I don't disagree. But I doubt switching to a different API altogether
is the solution to this.

> 
> > Furthermore, compatibility with QEMU's save/restore model is
> > essential, and AFAICT, there is no open source alternative.
> 
> Agree fundamentally, but I believe it is entirely reasonable to
> require a userspace change to adopt a new KVM feature. Otherwise, we
> may be trying to shoehorn new features into existing UAPI that may not
> be a precise fit..

But the very purpose of this API is to support discoverability. If we
can't support it, then we might as well declare the whole API
deprecated and restart from scratch.

No, I'm not seriously suggesting this :-/.

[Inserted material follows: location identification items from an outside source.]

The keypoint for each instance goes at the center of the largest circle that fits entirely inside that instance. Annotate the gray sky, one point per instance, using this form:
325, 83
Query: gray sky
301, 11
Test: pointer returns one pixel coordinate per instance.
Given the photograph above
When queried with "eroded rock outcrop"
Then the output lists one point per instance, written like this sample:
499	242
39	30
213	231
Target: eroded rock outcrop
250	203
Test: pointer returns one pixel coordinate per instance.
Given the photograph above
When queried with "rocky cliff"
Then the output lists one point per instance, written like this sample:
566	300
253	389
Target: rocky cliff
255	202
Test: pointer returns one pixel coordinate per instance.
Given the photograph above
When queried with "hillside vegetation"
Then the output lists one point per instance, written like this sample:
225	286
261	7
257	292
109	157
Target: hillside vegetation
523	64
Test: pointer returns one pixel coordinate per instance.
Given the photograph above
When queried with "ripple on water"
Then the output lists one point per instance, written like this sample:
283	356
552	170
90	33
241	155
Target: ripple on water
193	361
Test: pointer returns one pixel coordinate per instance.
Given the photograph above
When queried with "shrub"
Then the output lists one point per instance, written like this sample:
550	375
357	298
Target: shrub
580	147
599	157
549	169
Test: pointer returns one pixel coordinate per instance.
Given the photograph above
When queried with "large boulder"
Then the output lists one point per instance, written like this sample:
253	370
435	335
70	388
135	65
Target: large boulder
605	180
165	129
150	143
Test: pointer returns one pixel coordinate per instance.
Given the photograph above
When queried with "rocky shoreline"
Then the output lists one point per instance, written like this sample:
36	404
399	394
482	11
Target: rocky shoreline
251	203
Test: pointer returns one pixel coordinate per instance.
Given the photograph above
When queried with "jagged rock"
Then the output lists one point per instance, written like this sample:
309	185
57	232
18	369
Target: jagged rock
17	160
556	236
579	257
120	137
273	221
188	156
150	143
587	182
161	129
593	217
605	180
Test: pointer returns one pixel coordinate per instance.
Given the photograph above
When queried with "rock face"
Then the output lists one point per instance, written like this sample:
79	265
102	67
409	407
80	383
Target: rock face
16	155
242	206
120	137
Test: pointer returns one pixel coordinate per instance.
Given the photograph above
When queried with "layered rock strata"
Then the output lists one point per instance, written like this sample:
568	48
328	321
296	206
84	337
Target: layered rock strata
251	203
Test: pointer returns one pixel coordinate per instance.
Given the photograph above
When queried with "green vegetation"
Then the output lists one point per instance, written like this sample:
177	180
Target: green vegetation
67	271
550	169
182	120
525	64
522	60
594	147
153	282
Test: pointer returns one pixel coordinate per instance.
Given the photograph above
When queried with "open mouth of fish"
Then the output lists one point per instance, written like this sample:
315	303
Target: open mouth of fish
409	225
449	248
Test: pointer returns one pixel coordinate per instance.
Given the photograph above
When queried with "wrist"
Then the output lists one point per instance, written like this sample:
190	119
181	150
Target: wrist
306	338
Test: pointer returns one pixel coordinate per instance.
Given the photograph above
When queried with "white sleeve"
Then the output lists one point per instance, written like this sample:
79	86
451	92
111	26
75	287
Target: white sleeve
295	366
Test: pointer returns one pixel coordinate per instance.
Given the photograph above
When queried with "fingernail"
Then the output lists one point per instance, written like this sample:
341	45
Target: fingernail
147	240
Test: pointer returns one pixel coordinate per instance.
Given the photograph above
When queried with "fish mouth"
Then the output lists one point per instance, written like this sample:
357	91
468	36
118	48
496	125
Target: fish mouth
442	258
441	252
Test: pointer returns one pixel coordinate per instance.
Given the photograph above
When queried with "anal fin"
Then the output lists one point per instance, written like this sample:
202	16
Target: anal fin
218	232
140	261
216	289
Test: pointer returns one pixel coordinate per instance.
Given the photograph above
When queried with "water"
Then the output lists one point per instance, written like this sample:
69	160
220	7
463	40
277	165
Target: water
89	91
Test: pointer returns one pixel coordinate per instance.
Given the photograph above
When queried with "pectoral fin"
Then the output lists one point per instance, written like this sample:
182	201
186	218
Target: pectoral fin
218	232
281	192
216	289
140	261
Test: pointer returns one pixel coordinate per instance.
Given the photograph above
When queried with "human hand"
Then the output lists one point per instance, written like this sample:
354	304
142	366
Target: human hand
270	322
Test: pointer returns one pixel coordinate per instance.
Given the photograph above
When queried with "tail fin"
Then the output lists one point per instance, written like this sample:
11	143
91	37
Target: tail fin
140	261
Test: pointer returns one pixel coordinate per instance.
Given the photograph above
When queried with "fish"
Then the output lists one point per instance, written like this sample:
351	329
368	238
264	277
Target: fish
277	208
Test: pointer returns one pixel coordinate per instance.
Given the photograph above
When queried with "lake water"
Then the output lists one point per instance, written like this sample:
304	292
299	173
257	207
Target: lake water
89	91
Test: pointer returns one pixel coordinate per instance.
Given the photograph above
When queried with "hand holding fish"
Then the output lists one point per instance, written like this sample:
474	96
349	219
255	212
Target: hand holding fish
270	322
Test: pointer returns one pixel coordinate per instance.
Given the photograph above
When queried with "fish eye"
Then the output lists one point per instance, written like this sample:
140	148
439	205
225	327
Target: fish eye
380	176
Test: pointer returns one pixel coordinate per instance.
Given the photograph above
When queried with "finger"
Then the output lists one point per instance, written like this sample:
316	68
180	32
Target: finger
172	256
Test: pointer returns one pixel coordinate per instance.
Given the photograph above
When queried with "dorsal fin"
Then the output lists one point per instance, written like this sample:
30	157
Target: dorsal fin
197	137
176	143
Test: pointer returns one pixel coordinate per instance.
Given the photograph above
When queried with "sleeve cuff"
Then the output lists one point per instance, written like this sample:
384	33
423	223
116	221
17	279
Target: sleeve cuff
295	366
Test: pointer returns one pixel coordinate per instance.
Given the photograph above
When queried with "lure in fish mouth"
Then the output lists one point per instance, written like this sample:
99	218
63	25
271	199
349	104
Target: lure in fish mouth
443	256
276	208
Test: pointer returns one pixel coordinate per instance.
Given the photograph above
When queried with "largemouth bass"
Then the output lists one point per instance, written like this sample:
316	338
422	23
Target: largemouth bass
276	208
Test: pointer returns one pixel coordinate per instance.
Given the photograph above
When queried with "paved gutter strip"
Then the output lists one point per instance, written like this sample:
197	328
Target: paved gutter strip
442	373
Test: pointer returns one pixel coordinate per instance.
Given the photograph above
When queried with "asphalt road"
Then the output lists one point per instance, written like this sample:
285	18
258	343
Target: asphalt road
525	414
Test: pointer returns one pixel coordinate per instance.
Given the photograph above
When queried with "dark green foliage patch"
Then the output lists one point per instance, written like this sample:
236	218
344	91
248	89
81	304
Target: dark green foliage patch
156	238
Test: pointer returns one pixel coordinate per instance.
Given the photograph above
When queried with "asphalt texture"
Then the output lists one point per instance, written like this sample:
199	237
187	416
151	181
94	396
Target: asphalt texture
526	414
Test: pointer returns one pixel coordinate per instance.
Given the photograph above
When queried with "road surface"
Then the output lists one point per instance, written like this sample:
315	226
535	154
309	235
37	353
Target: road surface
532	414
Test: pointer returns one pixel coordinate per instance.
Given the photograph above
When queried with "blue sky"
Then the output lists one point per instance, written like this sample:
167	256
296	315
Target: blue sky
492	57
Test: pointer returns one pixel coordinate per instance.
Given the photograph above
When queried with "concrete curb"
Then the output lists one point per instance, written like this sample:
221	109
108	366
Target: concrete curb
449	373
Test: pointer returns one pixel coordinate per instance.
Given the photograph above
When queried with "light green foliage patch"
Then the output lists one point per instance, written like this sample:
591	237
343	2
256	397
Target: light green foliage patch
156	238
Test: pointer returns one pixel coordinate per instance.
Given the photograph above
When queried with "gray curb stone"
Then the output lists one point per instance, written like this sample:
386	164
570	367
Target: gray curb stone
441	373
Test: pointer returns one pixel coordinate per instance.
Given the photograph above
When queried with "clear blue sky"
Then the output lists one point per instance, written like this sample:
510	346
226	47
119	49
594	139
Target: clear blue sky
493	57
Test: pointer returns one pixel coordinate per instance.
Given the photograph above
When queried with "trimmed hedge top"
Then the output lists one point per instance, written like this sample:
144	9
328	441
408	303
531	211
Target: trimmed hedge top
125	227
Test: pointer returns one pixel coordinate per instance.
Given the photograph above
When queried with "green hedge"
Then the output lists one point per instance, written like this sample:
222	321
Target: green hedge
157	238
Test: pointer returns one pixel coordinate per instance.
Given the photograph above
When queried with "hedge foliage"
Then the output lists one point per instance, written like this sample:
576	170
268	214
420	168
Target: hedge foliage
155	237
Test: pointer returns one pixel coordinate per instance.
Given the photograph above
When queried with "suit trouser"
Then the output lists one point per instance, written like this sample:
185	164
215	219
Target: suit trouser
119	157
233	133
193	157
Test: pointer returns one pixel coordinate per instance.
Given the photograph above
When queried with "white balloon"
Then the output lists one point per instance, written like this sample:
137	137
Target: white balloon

> In order to cure the serialization mentioned above, two options are
> top of mind: accessing the VM state with the VM FD or informing
> userspace that a set of registers need only be written once for an
> entire VM. If we add support for asymmetry later down the road, that
> would become an opt-in such that userspace will do the access
> per-vCPU.

It is the latter that I'm suggesting.

>
> > A device means yet another configuration and migration API. Don't you
> > think we have enough of those? The complexity of KVM/arm64 userspace
> > API is already insane, and extremely fragile. Adding to it will be a
> > validation nightmare (it already is, and I don't see anyone actively
> > helping with it).
> 
> It seems equally fragile to introduce VM-wide serialization to vCPU
> UAPI that we know is in the live migration critical path for _any_
> VMM. Without requiring userspace changes for all the new widgets under
> discussion we're effectively forcing VMMs to do something suboptimal.

I'm perfectly happy with suboptimal to start with, and find ways to
make it better once we have a clear path forward. I just don't want to
conflate the two.

Thanks,

	M.

-- 
Without deviation from the norm, progress is not possible.